W wypadku nieosobowym, nie ma opóźnień. Jak tylko zajdą warunki konieczne i dostateczne, skutek jest wyzwalany natychmiast. Np. zapałka może być zapalona przez jakąś maszynę - jak tylko wprowadzi warunki dostateczne, zapałka się zapali. Lecz jeśli ów robot jest też nieosobową maszyną, to problem nie ulega rozwiązaniu, ale cofa się tylko wstecz. Co spowodowało że maszyna uruchomiła czynności prowadzące do zapalenia się zapałki? Cofanie się w nieskończoność nie ma sensu, bo jest nielogiczne. Zatem ostatecznie dochodzimy do pierwotnej Przyczyny, która może zadecydować czy zechce coś zrobić, czy nie, i nie potrzebuje do tego żadnej zewnętrznej przyczyny (której zresztą być nie może, bo nieskończony regres jest nielogiczny). Aby jednak móc o tym decydować należy założyć, że ostateczna przyczyna nie jest zdeterminowana, posiada wolną wolę, słowem musi być osobowa.

Teraz zastosujmy to do powstania świata. Bez względu na to czy przyznamy, że świat powstał jeden, jedyny raz z wielkiej osobliwości, czy że był to tylko jeden z epizodów, w którym przyczyną powstania wszechświata był jakiś wcześniejszy, inny wszechświat - problem zostaje ten sam. Czy warunki konieczne i dostateczne do powstania naszego świata istniały odwiecznie, czy też kiedyś się zmieniły? Jeśli istniały odwiecznie, to dlaczego świat ma tylko skończoną ilość lat? A jeśli się zmieniły, to co spowodowało tą zmianę? Przyczyna nieosobowa nie może zadecydować aby nie zadziałać, działa automatycznie, gdy tylko dostarczymy jej wszystkich warunków koniecznych i dostatecznych do wyzwolenia skutku.

Co spowodowało więc zmianę stanu wielkiej osobliwości, z której wyłonił się wszechświat? Te rozważania można podsumować w przesłance szóstej:

6. Jeśli świat powstał, choć powstać nie musiał, to przyczyna jego powstania jest Osobowa. A zatem istnieje osobowy, transcendentny Stwórca świata i ateizm jest fałszywy.

-

Jarosław Zabiełło (maj 2008)

  • 1) wiesz co dokładnie się dzieje w czarnej dziurze ? nikt na razie nie wie. i puki się nie dowiemy i nie poznam np dokładnie działania fizyki kwantowej w tak ekstremalnych warunkach jak np czarna dziura to takie pewne osądy jakbyś rozumy pozjadał wszystkie możesz sobie wsadzić głęboko i daleko.

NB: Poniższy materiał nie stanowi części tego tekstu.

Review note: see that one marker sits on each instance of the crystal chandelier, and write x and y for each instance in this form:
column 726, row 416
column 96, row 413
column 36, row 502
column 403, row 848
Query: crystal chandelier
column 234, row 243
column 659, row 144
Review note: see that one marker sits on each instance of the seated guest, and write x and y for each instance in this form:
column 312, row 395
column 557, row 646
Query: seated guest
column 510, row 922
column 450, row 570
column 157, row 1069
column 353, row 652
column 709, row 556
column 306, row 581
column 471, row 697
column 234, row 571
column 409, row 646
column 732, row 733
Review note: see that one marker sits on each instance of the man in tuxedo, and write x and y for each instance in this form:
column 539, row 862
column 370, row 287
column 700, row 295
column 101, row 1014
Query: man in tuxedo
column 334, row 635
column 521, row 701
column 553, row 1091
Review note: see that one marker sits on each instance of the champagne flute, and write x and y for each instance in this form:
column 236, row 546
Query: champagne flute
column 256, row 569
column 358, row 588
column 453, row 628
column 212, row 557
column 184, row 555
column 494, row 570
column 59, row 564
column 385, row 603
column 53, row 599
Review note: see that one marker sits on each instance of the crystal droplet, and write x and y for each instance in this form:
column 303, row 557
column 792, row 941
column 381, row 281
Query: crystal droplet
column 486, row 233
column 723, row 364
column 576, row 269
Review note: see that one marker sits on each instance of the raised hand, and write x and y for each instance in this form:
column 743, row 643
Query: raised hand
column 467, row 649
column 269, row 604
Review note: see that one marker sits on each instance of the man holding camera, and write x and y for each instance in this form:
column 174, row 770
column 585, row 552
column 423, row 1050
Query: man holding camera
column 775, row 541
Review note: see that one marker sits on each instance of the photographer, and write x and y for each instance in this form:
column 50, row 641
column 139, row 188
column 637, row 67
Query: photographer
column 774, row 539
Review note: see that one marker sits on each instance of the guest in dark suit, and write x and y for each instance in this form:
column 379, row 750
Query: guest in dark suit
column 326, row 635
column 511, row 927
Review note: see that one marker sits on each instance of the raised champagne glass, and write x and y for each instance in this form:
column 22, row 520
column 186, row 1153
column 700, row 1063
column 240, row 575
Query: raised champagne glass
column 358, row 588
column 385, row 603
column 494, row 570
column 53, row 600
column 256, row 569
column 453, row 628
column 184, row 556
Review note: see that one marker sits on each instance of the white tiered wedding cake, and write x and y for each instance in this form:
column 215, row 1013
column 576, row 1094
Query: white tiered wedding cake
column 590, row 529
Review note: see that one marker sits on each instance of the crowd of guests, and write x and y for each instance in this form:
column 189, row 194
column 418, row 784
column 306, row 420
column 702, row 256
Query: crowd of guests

    2) religia nie działa... jak zachorujesz na raka to wolisz iść do kościoła czy do lekarza ?

    cała reszta tego twoje tekstu to pseudo-logiczne wywody oparte na prostackich czarno-białych tezach opartych jedynie na teoriach niepopartych żadnymi dowodami.

  • Cały ten długi i skomplikowany wywód opiera się na kilku podstawowych błędach logicznych:
    1) Wielki wybuch nie może być stawiany na równi z filozoficzną koncepcją "początku wszechrzeczy", chociaż błędnie często jest właśnie interpretowany w ten sposób. Wielki wybuch to po prostu najwcześniejszy moment w ewolucji wszechświata, do jakiego jesteśmy się w stanie "cofnąć" stosując znane obecnie teoretyczne modele. modele, które zresztą obecnie nie są jeszcze w 100% kompletne.
    2) Nie jest prawdą bzdura powtarzana często przez wierzących, jakoby w momencie wielkiego wybuchu wszechświat powstał z "niczego". Osobliwość nie była niczym!
    3) Nie da się logicznie uzasadnić roli Boga w tym całym procesie, ponieważ tkwi tu sprzeczność. Całe to rozumowanie opiera się na twierdzeniu, że WSZYSTKO musi mieć swoją przyczynę, a więc i wszechświat musiał mieć przyczynę. Ponieważ może istnieć nieskończony ciąg przyczyn, musiała istnieć przedwieczna przyczyna , która sama nie miała przyczyny - tą przyczyną jest Bóg. Niby fajnie, ale tutaj sam sobie przeczysz - najpierw twierdzisz, że WSZYSTKO musi mieć przyczynę, potem stawiasz wyjątek, a więc de facto stwierdzasz, że jednak nie wszystko. Skoro już musisz tworzyć wyjątek, to dlaczego nie powiedzieć, że to sam wszechświat jest początkiem tego ciągu? W ten sposób unikasz zbędnego mnożenia bytów. Jeśli jednak chcesz upierać się, że wszechświat nie był pierwszy, to w jaki sposób masz zamiar dowieść, że to właśnie Bóg (w dodatku TWÓJ Bóg) był tą przyczyną, a nie np. jakieś naturalne zjawisko?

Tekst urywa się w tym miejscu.